I have the following dataframe:
in_scenario_USA USA index_in
month year
4 1960 NaN 0
5 1960 NaN 0
6 1960 0.000000 1.0
7 1960 0.000000 1.0
8 1960 0.000000 1.0
9 1960 0.000000 1.0
10 1960 0.000000 1.0
11 1960 0.000000 1.0
12 1960 0.000000 1.0
1 1961 0.000000 1.0
2 1961 0.025536 1.0
3 1961 0.003843 1.0
4 1961 0.019139 1.0
5 1961 0.000000 1.0
The first column is the percentage return of one month. Based on my scenarios, it is either 0 or a number. I would like my second column to have its first non null value to remain 1 and then each subsequent value can be explained with the following formula:
USA index_in[i] = USA index_in[i-1] * (1 + in_scenario_USA)[i]
so in the end it would look like this:
in_scenario_USA USA index_in
month year
4 1960 NaN 0
5 1960 NaN 0
6 1960 0.000000 1.0
7 1960 0.000000 1.0
8 1960 0.000000 1.0
9 1960 0.500000 1.5
10 1960 0.500000 2.25
11 1960 0.000000 2.25
12 1960 0.000000 2.25
1 1961 0.000000 2.25
2 1961 -0.200000 1.8
3 1961 0.100000 1.98
4 1961 0.100000 2.178
5 1961 0.000000 2.178
I've tried many loops but the one I feel the closest to be accurate is this one but I only get NaN values in the end.
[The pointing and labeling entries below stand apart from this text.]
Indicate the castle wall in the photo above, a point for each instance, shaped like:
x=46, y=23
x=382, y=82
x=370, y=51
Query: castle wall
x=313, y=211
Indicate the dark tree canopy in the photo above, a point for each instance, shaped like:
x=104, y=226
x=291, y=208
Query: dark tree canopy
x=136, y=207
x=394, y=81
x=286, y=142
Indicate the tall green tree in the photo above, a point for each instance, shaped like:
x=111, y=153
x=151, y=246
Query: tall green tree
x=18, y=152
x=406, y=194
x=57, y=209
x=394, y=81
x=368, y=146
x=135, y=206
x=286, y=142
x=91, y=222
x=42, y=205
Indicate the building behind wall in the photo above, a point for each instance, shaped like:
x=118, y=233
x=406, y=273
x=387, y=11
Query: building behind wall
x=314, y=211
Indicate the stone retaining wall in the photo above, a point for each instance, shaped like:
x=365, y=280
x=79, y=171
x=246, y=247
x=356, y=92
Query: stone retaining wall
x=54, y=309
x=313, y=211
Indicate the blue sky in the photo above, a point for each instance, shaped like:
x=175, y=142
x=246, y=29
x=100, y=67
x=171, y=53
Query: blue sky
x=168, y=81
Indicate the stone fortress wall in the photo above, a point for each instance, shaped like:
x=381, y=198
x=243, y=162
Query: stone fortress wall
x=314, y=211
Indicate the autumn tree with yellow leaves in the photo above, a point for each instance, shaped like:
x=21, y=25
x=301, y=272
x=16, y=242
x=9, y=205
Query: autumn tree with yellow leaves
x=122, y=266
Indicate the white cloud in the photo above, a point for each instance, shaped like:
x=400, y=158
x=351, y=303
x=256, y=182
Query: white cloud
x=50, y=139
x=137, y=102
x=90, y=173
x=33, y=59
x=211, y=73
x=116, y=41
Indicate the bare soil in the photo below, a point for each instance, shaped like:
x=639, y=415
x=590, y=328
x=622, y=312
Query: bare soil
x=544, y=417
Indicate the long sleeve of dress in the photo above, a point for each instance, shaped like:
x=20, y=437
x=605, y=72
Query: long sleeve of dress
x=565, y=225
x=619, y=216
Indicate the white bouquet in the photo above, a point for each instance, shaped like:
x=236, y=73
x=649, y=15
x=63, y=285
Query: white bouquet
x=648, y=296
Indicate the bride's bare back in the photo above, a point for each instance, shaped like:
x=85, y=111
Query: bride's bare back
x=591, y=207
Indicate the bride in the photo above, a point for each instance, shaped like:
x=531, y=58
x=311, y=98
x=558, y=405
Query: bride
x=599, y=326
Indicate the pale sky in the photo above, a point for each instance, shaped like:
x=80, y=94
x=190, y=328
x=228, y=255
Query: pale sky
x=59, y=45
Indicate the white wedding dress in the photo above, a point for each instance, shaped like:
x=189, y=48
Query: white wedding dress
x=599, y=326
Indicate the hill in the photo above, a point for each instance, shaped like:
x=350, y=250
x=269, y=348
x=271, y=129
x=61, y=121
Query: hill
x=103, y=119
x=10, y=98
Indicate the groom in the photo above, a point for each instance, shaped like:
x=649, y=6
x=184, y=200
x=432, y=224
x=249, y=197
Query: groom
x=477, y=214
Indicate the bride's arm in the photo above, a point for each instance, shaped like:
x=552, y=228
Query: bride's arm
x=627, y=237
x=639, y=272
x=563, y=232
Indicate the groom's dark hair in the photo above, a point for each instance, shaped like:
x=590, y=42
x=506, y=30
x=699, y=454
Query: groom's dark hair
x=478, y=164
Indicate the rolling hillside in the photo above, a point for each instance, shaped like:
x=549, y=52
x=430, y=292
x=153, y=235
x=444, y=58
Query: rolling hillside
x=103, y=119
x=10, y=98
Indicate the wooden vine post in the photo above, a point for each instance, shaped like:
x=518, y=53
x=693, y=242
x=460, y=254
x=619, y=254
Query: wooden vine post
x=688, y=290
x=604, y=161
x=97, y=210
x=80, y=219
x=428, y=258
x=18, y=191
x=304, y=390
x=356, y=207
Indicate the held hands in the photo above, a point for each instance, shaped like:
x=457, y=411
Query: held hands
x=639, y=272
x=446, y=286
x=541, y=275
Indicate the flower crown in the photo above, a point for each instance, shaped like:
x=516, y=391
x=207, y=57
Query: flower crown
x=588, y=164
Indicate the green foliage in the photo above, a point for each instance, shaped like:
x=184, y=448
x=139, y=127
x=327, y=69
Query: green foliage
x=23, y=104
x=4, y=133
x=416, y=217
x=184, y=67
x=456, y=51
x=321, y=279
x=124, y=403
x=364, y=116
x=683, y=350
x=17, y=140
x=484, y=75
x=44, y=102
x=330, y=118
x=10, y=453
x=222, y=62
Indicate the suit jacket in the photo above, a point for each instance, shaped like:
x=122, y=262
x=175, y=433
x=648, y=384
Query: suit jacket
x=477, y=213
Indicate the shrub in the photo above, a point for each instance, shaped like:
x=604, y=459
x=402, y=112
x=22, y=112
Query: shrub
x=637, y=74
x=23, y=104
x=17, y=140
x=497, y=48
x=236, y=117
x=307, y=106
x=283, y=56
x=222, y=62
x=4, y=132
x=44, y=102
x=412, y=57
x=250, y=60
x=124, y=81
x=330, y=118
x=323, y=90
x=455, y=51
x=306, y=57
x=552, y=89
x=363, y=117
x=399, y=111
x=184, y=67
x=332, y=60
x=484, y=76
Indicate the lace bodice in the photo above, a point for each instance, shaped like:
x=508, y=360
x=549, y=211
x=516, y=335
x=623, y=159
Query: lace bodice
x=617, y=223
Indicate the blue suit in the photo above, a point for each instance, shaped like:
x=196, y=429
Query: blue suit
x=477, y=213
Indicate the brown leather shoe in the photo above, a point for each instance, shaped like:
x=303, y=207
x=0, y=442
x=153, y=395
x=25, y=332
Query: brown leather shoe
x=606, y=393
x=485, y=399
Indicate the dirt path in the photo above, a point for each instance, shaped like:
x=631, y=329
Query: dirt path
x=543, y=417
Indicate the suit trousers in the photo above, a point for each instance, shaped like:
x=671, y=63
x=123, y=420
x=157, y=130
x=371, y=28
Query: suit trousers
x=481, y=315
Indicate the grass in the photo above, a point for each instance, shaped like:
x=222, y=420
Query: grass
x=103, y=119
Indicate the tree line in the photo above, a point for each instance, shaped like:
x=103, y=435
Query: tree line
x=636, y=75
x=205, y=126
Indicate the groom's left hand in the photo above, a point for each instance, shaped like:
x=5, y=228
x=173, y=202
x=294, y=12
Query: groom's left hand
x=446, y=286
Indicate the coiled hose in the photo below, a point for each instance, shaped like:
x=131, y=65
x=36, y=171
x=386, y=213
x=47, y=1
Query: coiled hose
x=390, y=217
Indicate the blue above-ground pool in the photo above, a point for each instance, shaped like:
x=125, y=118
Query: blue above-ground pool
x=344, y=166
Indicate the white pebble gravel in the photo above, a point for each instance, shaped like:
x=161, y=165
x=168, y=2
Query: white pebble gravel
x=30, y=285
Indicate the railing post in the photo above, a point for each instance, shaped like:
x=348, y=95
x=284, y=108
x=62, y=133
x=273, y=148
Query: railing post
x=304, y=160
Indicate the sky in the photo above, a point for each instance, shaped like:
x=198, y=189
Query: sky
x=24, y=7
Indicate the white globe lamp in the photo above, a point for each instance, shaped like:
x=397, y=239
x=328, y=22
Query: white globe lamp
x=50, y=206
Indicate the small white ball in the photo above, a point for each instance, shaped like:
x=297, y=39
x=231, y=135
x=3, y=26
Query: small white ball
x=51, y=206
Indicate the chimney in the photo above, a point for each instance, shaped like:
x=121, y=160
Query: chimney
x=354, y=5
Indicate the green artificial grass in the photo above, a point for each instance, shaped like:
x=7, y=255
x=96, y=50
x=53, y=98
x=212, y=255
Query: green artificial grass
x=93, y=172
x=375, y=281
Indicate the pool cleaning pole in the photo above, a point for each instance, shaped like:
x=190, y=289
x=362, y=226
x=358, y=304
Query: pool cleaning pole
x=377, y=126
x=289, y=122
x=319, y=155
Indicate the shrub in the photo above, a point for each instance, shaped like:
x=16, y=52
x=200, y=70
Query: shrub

for i in range(0, len(df_merged[col + ' index_in'])):
if df_merged[col + ' index_in'].iloc[i] == 1 and (df_merged[col + ' index_in'].iloc[-i] == 0):
continue
else:
df_merged[col + ' index_in'].iloc[i] = np.multiply(df_merged[col + ' index_in'].iloc[i-1], df_merged['in_scenario_' + col].iloc[i])
Thanks for your help.
I think your problem is the NaN
values in your first couple rows, that get multiplied through and result in adding NaN values. Try this:
newcol = []
firstnonnan = True
for index, row in df.iterrows():
if row['in_scenario_USA'].isnull():
newcol.append(row['USA_index_in'])
elif firstnonnan = True:
newcol.append(1)
firstnonnan = False
else:
newcol.append(newcol[-1]*(1+row['in_scenario_USA']))
df['USA index_in'] = newcol
Basically, you're going to iterate through the dataframe and build a list to overwrite your column with. If you have a NaN
value, you're going to take the same value that's already in that column. The first time you see a non-NaN
, you'll add a 1 to your list. After that, you'll use the last item in the list as your previous value.